OAKLAND — In a plea deal with Alameda County prosecutors, a Bay Area man has agreed to a 12-year prison sentence for killing a man who’d allegedly robbed him weeks earlier, court records show.
Anthony C. Smith, 56, of Oakland, pleaded no contest to voluntary manslaughter in the stabbing death of 34-year-old Andre Qualls. He formally changed his plea on Jan. 18, but won’t be sentenced until July, giving him another six months in Santa Rita Jail before he is transferred to the state prison system.
On Sept. 18, 2019, Qualls was sitting in his green Ford Explorer at a Chevron on the 300 block of Grand Avenue when Smith allegedly walked up, reached through the driver’s side window, and stabbed Qualls once in the heart. Smith would later confess to the stabbing, telling police that it felt as though “something took control of me” when he was driving alongside Qualls earlier that day and noticed Qualls laughing at him, according to police testimony at his 2022 preliminary hearing.

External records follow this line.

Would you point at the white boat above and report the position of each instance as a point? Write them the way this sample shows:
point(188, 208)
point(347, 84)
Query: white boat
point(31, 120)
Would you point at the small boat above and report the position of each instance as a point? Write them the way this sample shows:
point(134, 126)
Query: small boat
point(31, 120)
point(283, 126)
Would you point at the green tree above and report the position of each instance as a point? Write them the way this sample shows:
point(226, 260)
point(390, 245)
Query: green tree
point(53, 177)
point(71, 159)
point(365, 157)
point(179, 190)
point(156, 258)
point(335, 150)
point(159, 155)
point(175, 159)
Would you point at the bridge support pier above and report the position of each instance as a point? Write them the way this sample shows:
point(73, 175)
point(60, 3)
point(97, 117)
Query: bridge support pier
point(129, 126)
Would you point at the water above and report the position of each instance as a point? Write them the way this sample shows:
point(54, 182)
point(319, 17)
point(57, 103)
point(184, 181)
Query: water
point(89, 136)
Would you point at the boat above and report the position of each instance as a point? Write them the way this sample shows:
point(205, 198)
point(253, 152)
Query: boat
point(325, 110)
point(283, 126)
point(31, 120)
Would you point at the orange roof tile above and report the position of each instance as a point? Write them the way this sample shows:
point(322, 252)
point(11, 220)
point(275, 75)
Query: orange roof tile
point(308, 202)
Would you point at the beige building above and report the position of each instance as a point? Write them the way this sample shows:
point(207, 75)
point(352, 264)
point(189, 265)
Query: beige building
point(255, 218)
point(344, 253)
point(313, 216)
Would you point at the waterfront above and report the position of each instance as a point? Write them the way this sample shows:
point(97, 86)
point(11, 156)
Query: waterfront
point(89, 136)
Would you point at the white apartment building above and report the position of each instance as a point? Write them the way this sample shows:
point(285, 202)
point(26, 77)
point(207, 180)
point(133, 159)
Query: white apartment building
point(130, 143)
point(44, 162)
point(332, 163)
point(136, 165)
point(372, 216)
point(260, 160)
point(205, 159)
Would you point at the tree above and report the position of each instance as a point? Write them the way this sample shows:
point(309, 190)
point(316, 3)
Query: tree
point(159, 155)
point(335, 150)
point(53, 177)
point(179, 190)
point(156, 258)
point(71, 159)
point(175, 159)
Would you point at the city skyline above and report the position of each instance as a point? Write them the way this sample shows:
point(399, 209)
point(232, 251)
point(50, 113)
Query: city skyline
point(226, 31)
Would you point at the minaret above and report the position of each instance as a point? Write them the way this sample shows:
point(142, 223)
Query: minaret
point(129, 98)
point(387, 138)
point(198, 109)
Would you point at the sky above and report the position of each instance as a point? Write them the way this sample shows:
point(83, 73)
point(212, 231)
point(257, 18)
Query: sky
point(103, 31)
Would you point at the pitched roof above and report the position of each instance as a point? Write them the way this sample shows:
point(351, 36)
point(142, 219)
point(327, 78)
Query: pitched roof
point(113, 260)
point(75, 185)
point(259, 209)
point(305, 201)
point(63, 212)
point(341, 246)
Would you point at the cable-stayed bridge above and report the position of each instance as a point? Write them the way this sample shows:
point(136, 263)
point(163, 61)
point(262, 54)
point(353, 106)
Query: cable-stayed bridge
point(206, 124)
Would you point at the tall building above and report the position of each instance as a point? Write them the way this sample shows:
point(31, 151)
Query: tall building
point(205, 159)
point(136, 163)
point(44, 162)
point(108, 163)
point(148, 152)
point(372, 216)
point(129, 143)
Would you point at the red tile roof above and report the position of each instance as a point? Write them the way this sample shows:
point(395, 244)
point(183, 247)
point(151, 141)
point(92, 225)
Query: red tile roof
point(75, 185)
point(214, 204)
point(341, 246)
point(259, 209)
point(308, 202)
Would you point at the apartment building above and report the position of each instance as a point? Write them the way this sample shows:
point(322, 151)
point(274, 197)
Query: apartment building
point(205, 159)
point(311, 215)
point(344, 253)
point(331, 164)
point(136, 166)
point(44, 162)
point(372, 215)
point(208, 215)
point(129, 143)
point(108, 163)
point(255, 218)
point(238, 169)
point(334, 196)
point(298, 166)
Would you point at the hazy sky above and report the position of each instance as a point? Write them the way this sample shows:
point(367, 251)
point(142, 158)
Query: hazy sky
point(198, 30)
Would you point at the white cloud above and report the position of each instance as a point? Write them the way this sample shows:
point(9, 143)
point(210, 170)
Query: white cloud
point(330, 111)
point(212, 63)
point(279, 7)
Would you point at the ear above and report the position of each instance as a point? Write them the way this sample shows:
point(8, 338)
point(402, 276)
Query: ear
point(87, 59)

Smith recognized Qualls as the man who robbed him of some $12,000 weeks earlier, and told police he “went bonkers,” police testified. Smith’s lawyer argued at the preliminary hearing that the killing was “in the heat of passion” — a legal term that reduces a killing from murder to manslaughter — while prosecutors argued it was a textbook case of premeditated murder.
As part of the plea deal, prosecutors dropped charges of murder with prior convictions in favor of the lone voluntary manslaughter count. Court records say Smith’s prior offenses include a conviction for assault with a deadly weapon, but it occurred nearly 40 years ago, in June 1986.
In his confession, Smith denied following Qualls and said it was a coincidence that they both ended up at the same gas station after Qualls laughed at him.